The interesting thing comes via Twitter. Uri Shalit, who’s a prof at Technion, noticed something very interesting in the appendix. Table 1 in the appendix showed that regularized logistic regression performs almost exactly as well as the complicated deep net.

Once again, the Goliath of AI is slain by the David of “really boring statistical methods”.

But again, there’s more to this than that. Firstly, the logistic regression required some light “feature engineering” (ie people who knew what they were doing had to do something to the covariates). In particular, they had to separate them into time bins to allow the model to do a good job at modelling time. The Deep Net didn’t need that.

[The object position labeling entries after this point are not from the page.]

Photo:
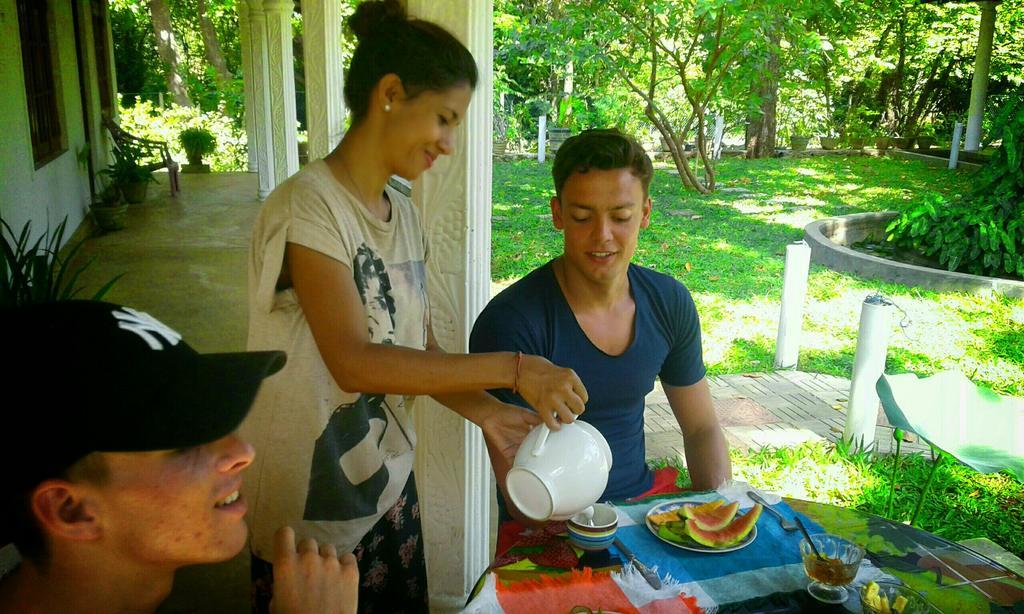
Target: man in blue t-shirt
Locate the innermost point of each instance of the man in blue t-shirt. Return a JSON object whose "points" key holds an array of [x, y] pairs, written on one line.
{"points": [[617, 324]]}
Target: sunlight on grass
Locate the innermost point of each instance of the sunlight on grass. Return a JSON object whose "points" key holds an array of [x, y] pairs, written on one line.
{"points": [[735, 256]]}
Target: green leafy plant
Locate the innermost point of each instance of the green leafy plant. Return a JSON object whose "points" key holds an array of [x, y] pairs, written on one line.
{"points": [[125, 169], [197, 142], [36, 272], [983, 232], [856, 124]]}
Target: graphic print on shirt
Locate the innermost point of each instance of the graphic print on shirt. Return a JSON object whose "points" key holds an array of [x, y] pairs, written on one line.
{"points": [[346, 478], [375, 289], [347, 474]]}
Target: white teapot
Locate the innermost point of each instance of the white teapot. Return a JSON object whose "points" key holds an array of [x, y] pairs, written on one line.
{"points": [[557, 474]]}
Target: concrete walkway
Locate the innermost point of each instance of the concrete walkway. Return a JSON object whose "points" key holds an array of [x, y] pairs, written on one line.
{"points": [[780, 408], [183, 261]]}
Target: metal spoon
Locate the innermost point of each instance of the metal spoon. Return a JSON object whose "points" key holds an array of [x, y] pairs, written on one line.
{"points": [[807, 536], [785, 524]]}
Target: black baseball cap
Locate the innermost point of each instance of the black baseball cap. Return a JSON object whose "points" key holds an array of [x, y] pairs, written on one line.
{"points": [[87, 377]]}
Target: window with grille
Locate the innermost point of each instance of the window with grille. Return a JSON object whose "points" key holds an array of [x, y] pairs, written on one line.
{"points": [[40, 85], [102, 57]]}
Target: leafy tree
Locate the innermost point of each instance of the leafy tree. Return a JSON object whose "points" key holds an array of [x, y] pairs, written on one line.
{"points": [[673, 56], [982, 233]]}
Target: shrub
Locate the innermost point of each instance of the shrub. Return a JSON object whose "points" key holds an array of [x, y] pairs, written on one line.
{"points": [[982, 232], [150, 121], [198, 141]]}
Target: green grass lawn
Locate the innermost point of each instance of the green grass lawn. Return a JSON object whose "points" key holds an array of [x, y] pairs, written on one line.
{"points": [[732, 260]]}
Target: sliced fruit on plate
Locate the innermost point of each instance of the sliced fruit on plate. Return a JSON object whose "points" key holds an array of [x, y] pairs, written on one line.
{"points": [[733, 533], [689, 509], [715, 519], [665, 517]]}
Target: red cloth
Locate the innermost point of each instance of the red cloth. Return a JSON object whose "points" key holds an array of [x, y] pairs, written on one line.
{"points": [[510, 532], [587, 588]]}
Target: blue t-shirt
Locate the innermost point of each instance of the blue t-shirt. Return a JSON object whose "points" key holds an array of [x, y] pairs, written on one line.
{"points": [[532, 316]]}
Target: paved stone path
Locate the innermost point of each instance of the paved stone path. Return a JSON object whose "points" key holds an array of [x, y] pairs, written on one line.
{"points": [[780, 408]]}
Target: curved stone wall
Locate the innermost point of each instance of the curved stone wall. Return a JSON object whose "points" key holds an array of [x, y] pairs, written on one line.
{"points": [[828, 239]]}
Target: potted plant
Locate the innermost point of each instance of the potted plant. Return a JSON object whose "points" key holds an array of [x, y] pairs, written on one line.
{"points": [[197, 142], [926, 136], [856, 131], [36, 272], [128, 176], [501, 129], [109, 209], [800, 135]]}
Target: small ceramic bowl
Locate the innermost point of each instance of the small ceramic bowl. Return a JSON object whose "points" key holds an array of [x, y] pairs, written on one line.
{"points": [[915, 604], [596, 534]]}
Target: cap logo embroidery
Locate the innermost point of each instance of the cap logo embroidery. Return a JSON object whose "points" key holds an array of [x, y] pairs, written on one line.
{"points": [[145, 326]]}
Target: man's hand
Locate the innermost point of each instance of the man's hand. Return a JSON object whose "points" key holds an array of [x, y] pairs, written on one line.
{"points": [[555, 392], [311, 579], [506, 427]]}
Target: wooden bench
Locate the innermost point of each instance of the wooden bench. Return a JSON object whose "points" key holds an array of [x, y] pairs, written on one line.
{"points": [[155, 154]]}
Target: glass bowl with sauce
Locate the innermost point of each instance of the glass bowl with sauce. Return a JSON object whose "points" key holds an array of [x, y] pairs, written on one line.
{"points": [[832, 573]]}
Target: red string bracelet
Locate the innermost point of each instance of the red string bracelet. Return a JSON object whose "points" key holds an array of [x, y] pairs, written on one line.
{"points": [[515, 383]]}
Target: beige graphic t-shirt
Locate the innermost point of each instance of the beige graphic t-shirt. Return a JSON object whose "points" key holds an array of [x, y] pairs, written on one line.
{"points": [[330, 463]]}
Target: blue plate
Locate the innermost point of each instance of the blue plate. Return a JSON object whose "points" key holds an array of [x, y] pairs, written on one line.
{"points": [[689, 544]]}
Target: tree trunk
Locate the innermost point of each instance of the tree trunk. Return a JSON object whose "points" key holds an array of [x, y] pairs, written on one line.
{"points": [[161, 16], [761, 125], [212, 45]]}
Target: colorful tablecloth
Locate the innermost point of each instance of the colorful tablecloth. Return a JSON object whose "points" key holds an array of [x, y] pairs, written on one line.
{"points": [[768, 575]]}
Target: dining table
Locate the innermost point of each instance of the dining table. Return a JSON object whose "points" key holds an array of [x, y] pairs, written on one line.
{"points": [[538, 570]]}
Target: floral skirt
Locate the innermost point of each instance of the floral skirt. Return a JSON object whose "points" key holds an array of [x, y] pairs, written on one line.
{"points": [[392, 569]]}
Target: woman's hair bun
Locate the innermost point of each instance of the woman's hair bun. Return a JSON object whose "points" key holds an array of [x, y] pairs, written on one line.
{"points": [[375, 15]]}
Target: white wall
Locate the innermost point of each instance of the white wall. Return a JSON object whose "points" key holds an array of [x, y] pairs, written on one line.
{"points": [[59, 188]]}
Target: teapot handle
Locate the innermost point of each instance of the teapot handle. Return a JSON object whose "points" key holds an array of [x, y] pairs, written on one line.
{"points": [[541, 439]]}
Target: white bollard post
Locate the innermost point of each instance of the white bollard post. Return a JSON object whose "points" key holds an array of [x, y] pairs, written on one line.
{"points": [[954, 147], [719, 133], [791, 317], [868, 363], [542, 137]]}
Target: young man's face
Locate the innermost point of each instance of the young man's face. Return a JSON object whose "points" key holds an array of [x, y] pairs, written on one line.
{"points": [[601, 214], [168, 508]]}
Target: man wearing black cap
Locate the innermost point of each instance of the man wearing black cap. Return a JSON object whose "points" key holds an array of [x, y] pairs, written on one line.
{"points": [[129, 467]]}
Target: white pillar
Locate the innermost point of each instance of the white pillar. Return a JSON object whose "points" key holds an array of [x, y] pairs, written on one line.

This particular case of feature engineering is trivial, but in a lot of cases it’s careful understanding of the structure of the problem that lets us use simple statistical techniques instead of something weird and complex. My favourite example of this is Bin Yu’s work where she (read: her and a lot of collaborators) basically reconstructed movies a person was watching from an fMRI scan! The way they did it was to understand how certain patterns excite certain pathway (basically using existing science) and putting those activation patterns in as covariates in a LASSO regression. So the simplest modern technique + feature engineering (aka science) gave *fabulous *results.

The argument for all of these complex AI and deep learning methods is that they allow us to be a little more sloppy with the science. And it seems to work quite well for images and movies, which are extremely structured. But electronic health records are not particularly structured and can have some really weird missingness problems, so it’s not clear that the same methods will have as much room to move. In this case a pretty boring regularized logistic regression does almost exactly as well, which suggests that the deep net is not able to really fly.

The path forward now is to start understanding these cases, working out how things work, when things work, and what techniques we can beg borrow and steal from other areas of stats and machine learning. Because deep learning is not a panacea, it’s just a boy standing in front of a girl asking her to love him.

Dan:

Thanks. This blog can always use a bit more literary criticism.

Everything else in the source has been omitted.